Reframing Literacy
by Steve Petro
Five years ago, I decided to leave my teaching job at a small Quaker school on the Main Line to teach in Philadelphia. At the time, I was rather proud of myself. In the previous four years, I had transformed my teaching and aligned my practice with the school’s “diagnostic and prescriptive” framework. At Delaware Valley Friends School, a school for students with language-based learning disabilities, we teachers identified students’ weaknesses and then, like surgeons, excised those weaknesses with “remediation” and “compensatory strategies.” Those four years made me feel like an expert, like a fixer. And while I didn’t think that I could just swoop in and save my “city students,” I did feel confident that I possessed the knowledge and skills to help them “if they wanted it.”
I remember in my first week at Swenson, I created and assigned, a six-page grammar diagnostic. I explained to the students that it was just a diagnostic: I wasn’t going to evaluate them, I wasn’t going to grade it right or wrong, I was just going to use it to determine what they knew and what they needed taught. I had one student , a very outspoken young woman, who said several times (each time more incensed than the time before): “Why would you give us a test without teaching any of this stuff???” I tried to explain again that I wasn’t grading it, but she was irate . . . and I couldn’t understand why. At the time, it seemed to me that this young woman was either so hard of hearing, so crazy, or just so stupid that she couldn’t understand what a diagnostic was.
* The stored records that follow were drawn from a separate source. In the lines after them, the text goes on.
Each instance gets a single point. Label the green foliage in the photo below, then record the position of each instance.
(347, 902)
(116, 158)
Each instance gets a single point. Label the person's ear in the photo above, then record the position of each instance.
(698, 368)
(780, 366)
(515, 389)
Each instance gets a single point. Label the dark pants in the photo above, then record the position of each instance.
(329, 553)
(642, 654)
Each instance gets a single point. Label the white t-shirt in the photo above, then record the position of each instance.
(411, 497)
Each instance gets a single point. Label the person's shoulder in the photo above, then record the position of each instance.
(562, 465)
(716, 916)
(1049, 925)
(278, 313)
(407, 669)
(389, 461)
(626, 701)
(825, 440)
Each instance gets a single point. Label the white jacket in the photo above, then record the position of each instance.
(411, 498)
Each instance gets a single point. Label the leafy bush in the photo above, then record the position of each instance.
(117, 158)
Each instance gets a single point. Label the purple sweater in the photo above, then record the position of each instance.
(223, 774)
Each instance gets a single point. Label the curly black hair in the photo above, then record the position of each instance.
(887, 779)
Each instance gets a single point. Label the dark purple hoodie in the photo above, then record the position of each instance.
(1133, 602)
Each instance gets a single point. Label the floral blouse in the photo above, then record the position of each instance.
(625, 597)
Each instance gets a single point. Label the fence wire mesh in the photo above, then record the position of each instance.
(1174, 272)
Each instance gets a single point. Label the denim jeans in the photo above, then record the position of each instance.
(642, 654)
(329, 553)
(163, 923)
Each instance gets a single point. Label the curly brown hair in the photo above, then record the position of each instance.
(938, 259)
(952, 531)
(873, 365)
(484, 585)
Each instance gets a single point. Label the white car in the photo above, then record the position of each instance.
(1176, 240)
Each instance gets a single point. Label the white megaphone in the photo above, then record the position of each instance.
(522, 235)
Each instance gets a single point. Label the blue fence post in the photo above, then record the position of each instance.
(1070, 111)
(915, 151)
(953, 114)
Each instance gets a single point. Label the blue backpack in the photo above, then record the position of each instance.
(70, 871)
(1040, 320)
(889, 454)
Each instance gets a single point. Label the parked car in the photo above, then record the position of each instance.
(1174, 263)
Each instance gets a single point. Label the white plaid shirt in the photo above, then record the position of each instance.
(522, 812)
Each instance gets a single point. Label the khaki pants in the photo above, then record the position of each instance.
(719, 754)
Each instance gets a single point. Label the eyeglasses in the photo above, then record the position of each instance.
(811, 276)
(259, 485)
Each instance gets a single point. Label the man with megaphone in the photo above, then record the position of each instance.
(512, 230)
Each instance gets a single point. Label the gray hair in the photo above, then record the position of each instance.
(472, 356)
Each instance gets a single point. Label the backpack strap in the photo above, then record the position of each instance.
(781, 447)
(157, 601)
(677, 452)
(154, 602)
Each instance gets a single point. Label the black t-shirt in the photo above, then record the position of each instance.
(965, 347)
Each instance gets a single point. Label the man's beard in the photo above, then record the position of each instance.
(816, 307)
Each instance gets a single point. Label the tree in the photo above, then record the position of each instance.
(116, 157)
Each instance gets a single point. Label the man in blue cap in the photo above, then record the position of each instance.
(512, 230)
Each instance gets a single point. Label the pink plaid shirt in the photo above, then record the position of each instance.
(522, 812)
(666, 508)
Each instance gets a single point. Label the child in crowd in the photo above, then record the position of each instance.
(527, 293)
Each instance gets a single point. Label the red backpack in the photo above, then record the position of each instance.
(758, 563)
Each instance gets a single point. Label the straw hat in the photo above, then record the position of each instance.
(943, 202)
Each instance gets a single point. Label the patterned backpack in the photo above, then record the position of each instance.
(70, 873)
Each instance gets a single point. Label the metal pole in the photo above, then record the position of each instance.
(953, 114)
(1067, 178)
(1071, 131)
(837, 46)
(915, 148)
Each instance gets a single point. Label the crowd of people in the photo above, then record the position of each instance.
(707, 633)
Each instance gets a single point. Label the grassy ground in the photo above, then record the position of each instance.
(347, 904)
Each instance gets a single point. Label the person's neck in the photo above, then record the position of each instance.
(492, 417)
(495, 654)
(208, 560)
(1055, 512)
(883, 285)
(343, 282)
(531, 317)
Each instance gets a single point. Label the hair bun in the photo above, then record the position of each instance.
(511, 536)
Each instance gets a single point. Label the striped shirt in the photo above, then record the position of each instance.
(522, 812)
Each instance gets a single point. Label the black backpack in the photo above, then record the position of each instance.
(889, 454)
What I didn’t do was put myself in her place and really listen to her. If I had, I would have seen that here was a young person, in her first week of high school. Like most of the students, she had no doubt travelled far to come to Swenson Vocational, way up in the Far Northeast. People she didn’t know, people who didn’t look like her, people that weren’t from her neighborhood, surrounded her. She was certainly nervous, nervous about how she would be perceived, nervous that she would be labeled, categorized, dismissed. She probably, in that first week, wanted nothing more than to demonstrate what she knew, to show me and everyone else that she had knowledge, that she was smart, that she should be valued and appreciated. But I didn’t give her an opportunity to show those things. What I provided was an impossible test, a test designed to discover how little my students knew, a test that, sure, at one level helped me discover what I would teach that year, but at another level would just confirmed the preconception I had that these kids weren’t as smart as those I taught in suburban private schools.
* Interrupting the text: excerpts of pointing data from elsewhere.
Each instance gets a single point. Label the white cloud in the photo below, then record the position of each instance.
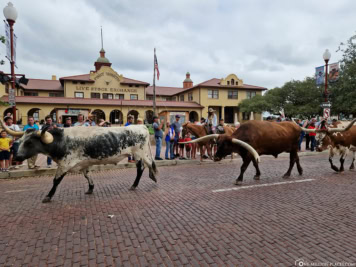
(265, 43)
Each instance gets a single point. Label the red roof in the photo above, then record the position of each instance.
(132, 81)
(86, 78)
(39, 84)
(214, 82)
(100, 102)
(82, 78)
(164, 91)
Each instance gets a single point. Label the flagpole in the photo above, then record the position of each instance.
(154, 84)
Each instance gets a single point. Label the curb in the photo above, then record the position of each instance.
(16, 174)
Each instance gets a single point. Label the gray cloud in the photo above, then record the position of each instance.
(265, 43)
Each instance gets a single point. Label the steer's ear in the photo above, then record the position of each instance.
(46, 137)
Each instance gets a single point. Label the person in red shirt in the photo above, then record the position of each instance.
(181, 147)
(188, 147)
(312, 136)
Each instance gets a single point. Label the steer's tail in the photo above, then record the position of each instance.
(154, 167)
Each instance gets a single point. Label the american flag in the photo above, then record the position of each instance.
(156, 66)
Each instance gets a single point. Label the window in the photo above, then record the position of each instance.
(119, 96)
(95, 95)
(78, 94)
(245, 116)
(108, 96)
(31, 94)
(232, 94)
(213, 94)
(251, 94)
(56, 95)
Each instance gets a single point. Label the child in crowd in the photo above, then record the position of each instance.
(5, 145)
(181, 147)
(188, 147)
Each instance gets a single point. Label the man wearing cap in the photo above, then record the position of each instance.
(211, 121)
(177, 129)
(15, 146)
(157, 127)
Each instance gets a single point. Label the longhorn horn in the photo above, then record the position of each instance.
(46, 137)
(248, 147)
(305, 129)
(11, 132)
(202, 139)
(336, 130)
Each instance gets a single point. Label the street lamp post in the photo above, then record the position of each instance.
(326, 57)
(10, 14)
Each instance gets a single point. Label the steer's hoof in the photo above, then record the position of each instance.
(46, 200)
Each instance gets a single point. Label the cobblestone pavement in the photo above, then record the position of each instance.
(182, 220)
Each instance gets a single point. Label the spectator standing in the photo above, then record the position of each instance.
(188, 147)
(312, 136)
(177, 128)
(31, 162)
(49, 125)
(81, 121)
(157, 127)
(130, 120)
(15, 144)
(5, 145)
(68, 122)
(169, 133)
(91, 121)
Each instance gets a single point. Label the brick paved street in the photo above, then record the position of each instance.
(181, 221)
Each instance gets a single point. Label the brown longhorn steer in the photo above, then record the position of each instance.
(338, 141)
(267, 138)
(200, 131)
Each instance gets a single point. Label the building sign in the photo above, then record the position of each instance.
(105, 89)
(115, 76)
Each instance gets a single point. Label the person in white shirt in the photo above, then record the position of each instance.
(15, 145)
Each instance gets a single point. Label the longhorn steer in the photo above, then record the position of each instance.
(78, 148)
(338, 141)
(267, 138)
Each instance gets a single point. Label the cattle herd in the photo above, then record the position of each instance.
(78, 148)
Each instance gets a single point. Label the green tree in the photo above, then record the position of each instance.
(343, 92)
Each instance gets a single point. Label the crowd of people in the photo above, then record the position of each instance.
(171, 133)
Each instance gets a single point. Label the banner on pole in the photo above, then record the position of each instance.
(326, 113)
(319, 75)
(8, 43)
(334, 72)
(12, 97)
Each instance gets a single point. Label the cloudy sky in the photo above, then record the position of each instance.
(266, 43)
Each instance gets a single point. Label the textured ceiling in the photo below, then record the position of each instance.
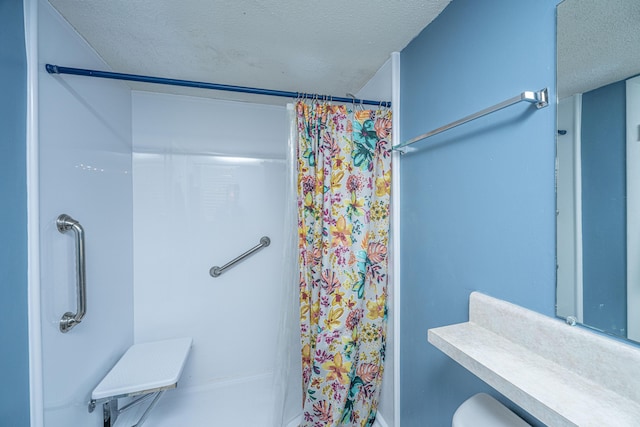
(598, 43)
(329, 47)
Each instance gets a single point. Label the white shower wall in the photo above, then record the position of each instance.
(209, 182)
(84, 170)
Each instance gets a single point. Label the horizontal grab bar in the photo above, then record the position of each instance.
(540, 98)
(216, 271)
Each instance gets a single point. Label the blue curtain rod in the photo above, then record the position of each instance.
(56, 69)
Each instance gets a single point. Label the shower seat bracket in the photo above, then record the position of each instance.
(144, 372)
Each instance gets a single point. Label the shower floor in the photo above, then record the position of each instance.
(243, 402)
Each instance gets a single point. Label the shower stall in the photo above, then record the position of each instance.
(166, 187)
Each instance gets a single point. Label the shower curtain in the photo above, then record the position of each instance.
(344, 181)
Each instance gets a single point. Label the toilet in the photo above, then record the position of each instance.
(482, 410)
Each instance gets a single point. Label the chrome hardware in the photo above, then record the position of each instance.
(539, 98)
(217, 271)
(69, 319)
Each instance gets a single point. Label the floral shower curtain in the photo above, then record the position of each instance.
(344, 181)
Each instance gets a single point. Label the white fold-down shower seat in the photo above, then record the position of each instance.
(146, 370)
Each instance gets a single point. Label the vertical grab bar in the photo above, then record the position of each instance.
(69, 320)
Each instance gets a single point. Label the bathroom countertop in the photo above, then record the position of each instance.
(557, 389)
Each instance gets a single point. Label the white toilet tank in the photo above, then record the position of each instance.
(482, 410)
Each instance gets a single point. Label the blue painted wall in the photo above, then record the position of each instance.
(478, 202)
(14, 350)
(604, 209)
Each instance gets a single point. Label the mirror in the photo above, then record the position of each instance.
(598, 165)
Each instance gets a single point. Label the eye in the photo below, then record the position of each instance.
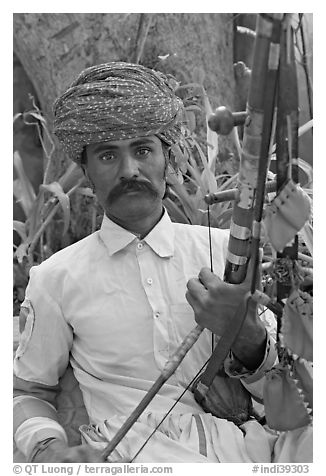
(143, 151)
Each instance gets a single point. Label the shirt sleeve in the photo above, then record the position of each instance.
(41, 359)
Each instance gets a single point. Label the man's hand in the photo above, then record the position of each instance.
(59, 452)
(215, 302)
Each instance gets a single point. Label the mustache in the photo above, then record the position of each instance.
(130, 186)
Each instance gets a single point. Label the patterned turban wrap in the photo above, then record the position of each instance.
(116, 101)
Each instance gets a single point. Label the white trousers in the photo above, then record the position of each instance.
(201, 438)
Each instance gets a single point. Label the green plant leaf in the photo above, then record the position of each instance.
(70, 177)
(175, 211)
(305, 128)
(305, 167)
(64, 201)
(20, 228)
(21, 252)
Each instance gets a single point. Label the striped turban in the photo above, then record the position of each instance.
(116, 101)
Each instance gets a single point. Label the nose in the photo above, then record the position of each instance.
(129, 167)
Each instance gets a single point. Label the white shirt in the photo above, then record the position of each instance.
(117, 304)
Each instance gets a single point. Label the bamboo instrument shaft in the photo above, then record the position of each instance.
(233, 194)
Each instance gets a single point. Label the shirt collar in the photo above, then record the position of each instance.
(160, 238)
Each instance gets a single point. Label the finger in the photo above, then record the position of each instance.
(195, 287)
(193, 301)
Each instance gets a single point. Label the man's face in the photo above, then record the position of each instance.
(128, 176)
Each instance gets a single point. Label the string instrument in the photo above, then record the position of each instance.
(259, 120)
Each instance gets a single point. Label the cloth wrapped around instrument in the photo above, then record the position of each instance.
(226, 397)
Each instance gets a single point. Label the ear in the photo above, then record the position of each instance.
(92, 186)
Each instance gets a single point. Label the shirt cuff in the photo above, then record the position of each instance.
(235, 368)
(34, 430)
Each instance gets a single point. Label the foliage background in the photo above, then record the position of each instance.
(198, 49)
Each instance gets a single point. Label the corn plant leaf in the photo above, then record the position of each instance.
(23, 189)
(70, 177)
(22, 251)
(175, 211)
(64, 201)
(212, 137)
(86, 191)
(305, 167)
(20, 228)
(34, 114)
(307, 235)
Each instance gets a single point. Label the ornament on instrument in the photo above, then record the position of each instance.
(286, 215)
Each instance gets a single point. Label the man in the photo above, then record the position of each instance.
(118, 303)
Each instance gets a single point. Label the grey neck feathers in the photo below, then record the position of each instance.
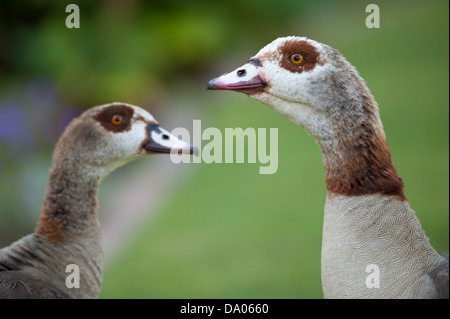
(374, 247)
(68, 231)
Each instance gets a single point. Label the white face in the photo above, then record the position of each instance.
(114, 134)
(304, 80)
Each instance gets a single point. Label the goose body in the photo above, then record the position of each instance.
(368, 221)
(68, 232)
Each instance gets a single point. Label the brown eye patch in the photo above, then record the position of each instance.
(293, 50)
(116, 118)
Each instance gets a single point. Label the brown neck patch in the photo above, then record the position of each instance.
(105, 117)
(361, 166)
Partly out of a need to move forward and survive, and partly from a very real desire to suppress feelings of shame, I had buried most of my memories of that first year at Swenson. But over the last few weeks—as we have here at PhilWP, I have reframed literacy to include my students’ experiences and voices—these moments of dissonance have come back. I’ve realized that while the deficit model I learned at DVFS had made me feel confident as an instructor and made me feel that I had something to offer the students, it also made me deaf to my students’ voices, deaf to their experience of school, deaf to their experience of the world, and deaf to their knowledge. And the students knew it. They could recognize me as smart; they could see that I had knowledge of a world that they knew nothing about, but they also knew that I didn’t always respect their experiences, that I didn’t always respect their knowledge, and most regrettably, that I didn’t always respect them.
Steve Petro teaches English and Journalism at Parkway West High School. Steve joined the Philadelphia Writing Project in 2013 as a teacher consultant.